ISLAMABAD: The International Monetary Fund (IMF) has rejected the government’s request for a downward revision in the revenue target for the ongoing fiscal year (FY20), adding to the difficulties of the Federal Board of Revenue (FBR), which already recorded a revenue shortfall of over Rs160 billion in the first quarter of FY20.
FBR Chairman Shabbar Zaidi has confirmed that the IMF has not accepted the request to reduce the revenue target of Rs5.5 trillion set for FY20. He, however, claimed that talks with the IMF for flexibility in the target were still underway.

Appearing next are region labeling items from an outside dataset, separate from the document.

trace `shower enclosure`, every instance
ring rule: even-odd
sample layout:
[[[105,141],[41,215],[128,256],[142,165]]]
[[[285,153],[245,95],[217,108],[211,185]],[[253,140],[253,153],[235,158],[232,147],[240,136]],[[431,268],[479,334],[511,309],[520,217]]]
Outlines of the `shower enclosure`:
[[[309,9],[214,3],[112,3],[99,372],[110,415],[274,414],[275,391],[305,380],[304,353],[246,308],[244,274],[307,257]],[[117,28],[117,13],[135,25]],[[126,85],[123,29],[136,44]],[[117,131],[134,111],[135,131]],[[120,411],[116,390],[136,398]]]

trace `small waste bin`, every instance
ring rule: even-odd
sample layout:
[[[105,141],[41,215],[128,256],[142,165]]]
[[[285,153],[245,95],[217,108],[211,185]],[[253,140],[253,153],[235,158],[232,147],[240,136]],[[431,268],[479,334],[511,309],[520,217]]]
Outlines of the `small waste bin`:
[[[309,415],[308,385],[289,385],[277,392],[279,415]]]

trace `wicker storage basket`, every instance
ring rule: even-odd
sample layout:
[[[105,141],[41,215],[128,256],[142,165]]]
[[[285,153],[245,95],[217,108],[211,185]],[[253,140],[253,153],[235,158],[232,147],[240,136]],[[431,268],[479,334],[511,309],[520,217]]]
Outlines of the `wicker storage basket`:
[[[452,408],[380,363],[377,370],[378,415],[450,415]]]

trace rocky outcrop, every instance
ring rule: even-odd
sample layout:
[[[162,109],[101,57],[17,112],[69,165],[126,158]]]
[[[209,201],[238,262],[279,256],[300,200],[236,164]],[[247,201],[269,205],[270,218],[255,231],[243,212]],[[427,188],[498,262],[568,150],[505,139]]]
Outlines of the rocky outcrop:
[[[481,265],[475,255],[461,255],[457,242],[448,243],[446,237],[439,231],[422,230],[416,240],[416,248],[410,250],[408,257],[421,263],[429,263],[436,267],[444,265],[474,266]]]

“We are hopeful that IMF will consider our request,” Zaidi said while talking to media after a meeting of the Senate’s Standing Committee on Finance and Revenue on Monday.
In reply to a query, the FBR chairman said that proposals regarding the establishment of Pakistan Revenue Authority have been postponed “but reforms in the FBR were being introduced”.
“The restructuring process of FBR is well underway. It’s only that the timeline for restructuring has been changed,” he said, adding that a committee has been formed to supervise the proposed restructuring of the board.
Earlier, while briefing the committee, the FBR chairman stated that the powers of Customs would not be transferred for the next two years. Only those officials against whom there were complaints were being targeted, he added.
Giving the details of revenue collected so far in the Financial Year 2019-20, Zaidi informed the committee that FBR has collected Rs1,280 billion in the first four months of FY20, as against the target of Rs1,447 billion. He maintained that the figure was 16.3pc higher than in the same period of last year.
The committee was informed that 888,748 out of 2,655,081 return filers were new taxpayers and that the number of individuals that availed the Asset Declaration Ordinance 2019, stood at 124,208.
During the meeting, the committee members expressed concerns over the failure of FBR and Customs in controlling the menace of smuggling. The FBR officials informed the committee that drone and satellite technology was being introduced to curb the smuggling at various points of the porous borders.
On the smuggling of LED TVs, the committee was informed that the ongoing momentum of countrywide enforcement operations against smuggling of goods, including LED TVs, was in full swing.
The committee stressed the need for training of forces that have been granted anti-smuggling powers such as the Coast Guards and Frontier Corps.
Determining whether the recent increase in taxes and duties have contributed to a rise in smuggling of goods, the committee was informed that there was zero per cent tax on raw materials. “This was done specifically to encourage industrialisation.”
The committee encouraged the formulation of legislation in this regard.